I don’t know if I should do this.
The heart of the matter is that I asked myself the above question (Are you sure you want to do this?) because I spent most of my twenties writing and rewriting a novel, As a Decade Fades, and pieces of its story are so close to me—so personal—that I’m terrified to share them with the world; I’m terrified to share them with you. I’m afraid you’ll think I’m the main character, or you’ll think his actions are mine. And if you do see me in these pages, I’m frightened you’ll think I’m the same person I was when I started writing the book’s first words more than a decade ago in the throes of my solipsistic, spiraling twenties.
So instead of trying to persuade you to purchase this book, I’m tempted to convince you not to. I’m tempted to dissuade you from reading even a single chapter. Not because I’m unhappy with the final product, but because I’m afraid this book crosses a certain line, and keeps going, and your subconscious might drag your perception of me over that line as each scene advances.
In truth, I am not the same man I was when I wrote this book. Not even close. And I’m not Jody Grafton, the novel’s broken and bruised main character. (Jody is far cooler and far more disturbed than I’ll ever be.) I have, however, felt all the emotions in this book—felt them down to my bone marrow. But I bet you have, too: sadness, grief, overwhelm, depression, anxiety, apathy, hope, joy, contentment—these are emotions we’ve all shared.
I couldn’t’ve written this book had I not experienced these emotions. As a Decade Fades was written during the most trying period of my life, a period in which my mother died, my six-year marriage ended, my new relationships didn’t work out so well, my career no longer gave me satisfaction or purpose, and in many ways my life felt meaningless. Jody Grafton experiences many of these events in his life, which gave me an outlet to exorcise my own demons. But then again, in many ways, I am Jody Grafton. And so are you. We are human beings, mixed bags of thoughts and emotions and actions, righteous liars and honest cheats, sinners and saints, walking contradictions, both the darkness and the light. Ergo, this book is just as much about you as it is about me.
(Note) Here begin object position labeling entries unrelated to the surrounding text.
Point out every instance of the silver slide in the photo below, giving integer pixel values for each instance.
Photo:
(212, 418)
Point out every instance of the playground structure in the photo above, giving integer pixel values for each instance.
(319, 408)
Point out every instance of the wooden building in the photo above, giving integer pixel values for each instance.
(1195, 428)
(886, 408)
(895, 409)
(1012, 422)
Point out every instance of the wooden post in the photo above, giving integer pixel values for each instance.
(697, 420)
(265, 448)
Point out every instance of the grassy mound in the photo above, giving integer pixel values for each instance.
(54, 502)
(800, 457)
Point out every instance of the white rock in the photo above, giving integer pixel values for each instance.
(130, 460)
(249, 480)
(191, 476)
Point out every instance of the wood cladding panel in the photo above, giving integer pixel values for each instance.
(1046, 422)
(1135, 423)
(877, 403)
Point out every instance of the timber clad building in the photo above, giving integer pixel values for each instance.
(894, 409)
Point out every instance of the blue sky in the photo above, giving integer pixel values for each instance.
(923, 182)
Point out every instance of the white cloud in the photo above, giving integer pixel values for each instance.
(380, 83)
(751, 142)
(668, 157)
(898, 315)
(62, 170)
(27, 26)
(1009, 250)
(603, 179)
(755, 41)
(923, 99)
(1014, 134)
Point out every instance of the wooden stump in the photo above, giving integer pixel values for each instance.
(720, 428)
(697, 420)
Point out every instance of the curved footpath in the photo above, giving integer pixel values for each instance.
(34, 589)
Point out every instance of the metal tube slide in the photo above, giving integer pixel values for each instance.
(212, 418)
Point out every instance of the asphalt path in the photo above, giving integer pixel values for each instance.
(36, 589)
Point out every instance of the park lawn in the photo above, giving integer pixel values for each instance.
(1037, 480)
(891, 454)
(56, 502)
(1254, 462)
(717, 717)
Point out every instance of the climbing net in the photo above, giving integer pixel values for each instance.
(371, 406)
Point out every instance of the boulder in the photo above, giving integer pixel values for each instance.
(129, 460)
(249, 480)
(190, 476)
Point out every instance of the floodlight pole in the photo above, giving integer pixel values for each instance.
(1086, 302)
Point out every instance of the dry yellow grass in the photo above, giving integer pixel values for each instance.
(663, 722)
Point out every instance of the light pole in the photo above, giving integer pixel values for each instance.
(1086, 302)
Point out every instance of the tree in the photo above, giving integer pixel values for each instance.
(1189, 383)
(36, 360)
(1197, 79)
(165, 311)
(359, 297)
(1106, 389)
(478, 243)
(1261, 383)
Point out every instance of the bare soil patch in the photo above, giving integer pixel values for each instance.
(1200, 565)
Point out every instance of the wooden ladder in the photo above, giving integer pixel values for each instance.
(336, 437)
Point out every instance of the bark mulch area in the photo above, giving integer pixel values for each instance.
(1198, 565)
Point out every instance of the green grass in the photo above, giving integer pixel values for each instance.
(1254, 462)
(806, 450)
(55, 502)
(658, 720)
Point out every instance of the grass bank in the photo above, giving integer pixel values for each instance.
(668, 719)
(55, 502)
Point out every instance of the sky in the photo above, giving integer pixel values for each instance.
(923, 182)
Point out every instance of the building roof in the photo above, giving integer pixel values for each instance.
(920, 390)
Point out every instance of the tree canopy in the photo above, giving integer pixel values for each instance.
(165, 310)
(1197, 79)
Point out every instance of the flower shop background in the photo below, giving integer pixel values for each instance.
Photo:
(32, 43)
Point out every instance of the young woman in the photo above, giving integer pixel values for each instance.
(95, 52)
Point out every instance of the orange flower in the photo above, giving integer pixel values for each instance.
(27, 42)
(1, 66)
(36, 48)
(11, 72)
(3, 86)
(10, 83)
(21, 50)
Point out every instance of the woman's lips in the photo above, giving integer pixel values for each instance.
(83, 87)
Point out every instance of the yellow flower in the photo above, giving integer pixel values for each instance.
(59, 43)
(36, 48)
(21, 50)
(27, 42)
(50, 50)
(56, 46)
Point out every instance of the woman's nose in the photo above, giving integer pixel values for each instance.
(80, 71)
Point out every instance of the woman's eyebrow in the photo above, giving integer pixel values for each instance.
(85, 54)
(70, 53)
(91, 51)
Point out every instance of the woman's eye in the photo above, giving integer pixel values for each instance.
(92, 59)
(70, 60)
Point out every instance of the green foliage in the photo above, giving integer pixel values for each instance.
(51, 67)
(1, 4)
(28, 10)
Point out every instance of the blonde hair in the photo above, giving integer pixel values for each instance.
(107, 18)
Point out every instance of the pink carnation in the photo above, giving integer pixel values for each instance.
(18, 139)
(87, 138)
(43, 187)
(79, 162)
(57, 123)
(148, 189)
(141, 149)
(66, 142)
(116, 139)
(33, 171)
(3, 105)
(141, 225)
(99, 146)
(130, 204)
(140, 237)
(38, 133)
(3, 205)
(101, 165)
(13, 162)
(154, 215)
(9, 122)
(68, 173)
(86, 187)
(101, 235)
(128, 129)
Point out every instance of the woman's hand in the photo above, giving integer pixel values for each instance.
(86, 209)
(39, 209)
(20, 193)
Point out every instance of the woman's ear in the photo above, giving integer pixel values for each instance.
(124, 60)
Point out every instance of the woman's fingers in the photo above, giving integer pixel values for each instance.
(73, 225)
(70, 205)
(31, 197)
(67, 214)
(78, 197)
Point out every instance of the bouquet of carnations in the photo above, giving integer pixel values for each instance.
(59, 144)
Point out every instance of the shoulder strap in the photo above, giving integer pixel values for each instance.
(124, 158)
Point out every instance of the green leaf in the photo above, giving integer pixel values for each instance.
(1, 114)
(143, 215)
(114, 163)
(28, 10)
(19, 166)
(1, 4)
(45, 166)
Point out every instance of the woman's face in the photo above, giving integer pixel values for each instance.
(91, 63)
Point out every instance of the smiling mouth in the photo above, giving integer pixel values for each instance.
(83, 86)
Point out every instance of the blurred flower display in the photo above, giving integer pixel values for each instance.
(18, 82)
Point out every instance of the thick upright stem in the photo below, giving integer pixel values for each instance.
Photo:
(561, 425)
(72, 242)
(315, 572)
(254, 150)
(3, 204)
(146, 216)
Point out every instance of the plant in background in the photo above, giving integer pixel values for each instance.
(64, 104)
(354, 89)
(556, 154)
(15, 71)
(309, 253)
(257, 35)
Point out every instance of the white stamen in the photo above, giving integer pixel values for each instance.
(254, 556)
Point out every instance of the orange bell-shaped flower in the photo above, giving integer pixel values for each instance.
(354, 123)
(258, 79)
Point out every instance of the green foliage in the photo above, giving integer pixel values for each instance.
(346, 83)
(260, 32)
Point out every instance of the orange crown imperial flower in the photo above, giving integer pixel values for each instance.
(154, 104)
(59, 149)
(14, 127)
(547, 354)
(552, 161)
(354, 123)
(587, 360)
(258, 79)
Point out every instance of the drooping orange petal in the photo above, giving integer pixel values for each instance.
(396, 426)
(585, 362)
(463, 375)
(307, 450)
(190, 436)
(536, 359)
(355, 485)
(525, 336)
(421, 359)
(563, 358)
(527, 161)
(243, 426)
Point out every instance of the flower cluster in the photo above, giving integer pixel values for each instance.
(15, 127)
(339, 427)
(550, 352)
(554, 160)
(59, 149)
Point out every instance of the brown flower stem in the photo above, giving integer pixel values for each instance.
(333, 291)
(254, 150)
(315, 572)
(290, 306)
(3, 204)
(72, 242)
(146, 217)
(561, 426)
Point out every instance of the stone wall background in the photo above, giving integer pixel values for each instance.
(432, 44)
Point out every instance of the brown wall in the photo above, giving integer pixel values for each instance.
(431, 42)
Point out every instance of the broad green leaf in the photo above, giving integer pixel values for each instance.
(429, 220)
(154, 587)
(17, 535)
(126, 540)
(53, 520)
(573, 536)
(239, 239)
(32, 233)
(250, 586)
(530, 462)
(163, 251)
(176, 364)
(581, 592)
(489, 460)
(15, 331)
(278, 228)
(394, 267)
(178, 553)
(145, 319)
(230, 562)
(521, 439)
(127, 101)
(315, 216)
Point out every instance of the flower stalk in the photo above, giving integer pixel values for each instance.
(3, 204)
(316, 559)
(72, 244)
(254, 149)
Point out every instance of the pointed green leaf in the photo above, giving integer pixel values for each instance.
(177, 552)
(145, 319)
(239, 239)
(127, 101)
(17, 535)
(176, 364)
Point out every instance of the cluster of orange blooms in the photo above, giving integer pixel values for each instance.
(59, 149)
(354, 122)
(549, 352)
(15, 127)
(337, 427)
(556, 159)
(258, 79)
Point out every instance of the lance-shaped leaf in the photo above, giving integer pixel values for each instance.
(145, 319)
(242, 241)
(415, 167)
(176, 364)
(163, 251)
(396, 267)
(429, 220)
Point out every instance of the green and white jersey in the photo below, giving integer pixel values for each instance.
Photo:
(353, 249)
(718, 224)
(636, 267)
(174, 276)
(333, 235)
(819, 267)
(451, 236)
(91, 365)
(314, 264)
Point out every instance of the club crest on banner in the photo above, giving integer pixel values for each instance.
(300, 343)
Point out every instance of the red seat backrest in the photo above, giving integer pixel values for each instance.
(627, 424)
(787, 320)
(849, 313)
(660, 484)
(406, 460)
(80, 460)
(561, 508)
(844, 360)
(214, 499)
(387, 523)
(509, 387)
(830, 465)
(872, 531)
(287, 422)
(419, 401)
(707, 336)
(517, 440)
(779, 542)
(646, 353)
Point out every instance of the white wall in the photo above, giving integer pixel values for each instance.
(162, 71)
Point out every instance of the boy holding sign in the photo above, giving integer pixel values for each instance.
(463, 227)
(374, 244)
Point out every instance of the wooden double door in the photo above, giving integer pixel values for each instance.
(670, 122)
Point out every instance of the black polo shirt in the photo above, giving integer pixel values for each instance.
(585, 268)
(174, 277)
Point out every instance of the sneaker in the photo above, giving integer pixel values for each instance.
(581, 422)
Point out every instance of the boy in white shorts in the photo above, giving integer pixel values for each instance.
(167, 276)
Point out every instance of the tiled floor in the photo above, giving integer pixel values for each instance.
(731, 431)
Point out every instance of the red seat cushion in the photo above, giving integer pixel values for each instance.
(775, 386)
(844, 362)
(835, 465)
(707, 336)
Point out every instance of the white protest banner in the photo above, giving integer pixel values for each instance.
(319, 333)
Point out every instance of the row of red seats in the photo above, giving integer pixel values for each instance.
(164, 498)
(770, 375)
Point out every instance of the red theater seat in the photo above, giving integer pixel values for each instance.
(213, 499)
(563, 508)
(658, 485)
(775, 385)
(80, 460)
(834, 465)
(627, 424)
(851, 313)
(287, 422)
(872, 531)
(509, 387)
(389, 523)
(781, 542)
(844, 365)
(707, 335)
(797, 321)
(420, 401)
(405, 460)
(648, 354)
Are you sure you want to do this? I had to ask myself this question again today, because, truth be told, publishing this book might be a bad decision. It might be a mistake for me to put this much of myself—all my emotions—out in the open, naked and exposed, objects at which the public can point and sneer. Vladimir Nabokov said that a writer writes a novel to “get rid of that part of himself.” In writing this book, that is what I attempted: to rid myself of my old self—my former self, the parts of me that are no longer parts of Me.
Are you sure you want to do this? is also the first question I pose to readers who pick up the book for the first time. There it is, that question, muscular and unflinching on the blank page, staring you in the face as soon as you begin reading. It is not even the first line of the book; it takes place before the first line, a pseudo warning label of what’s ahead.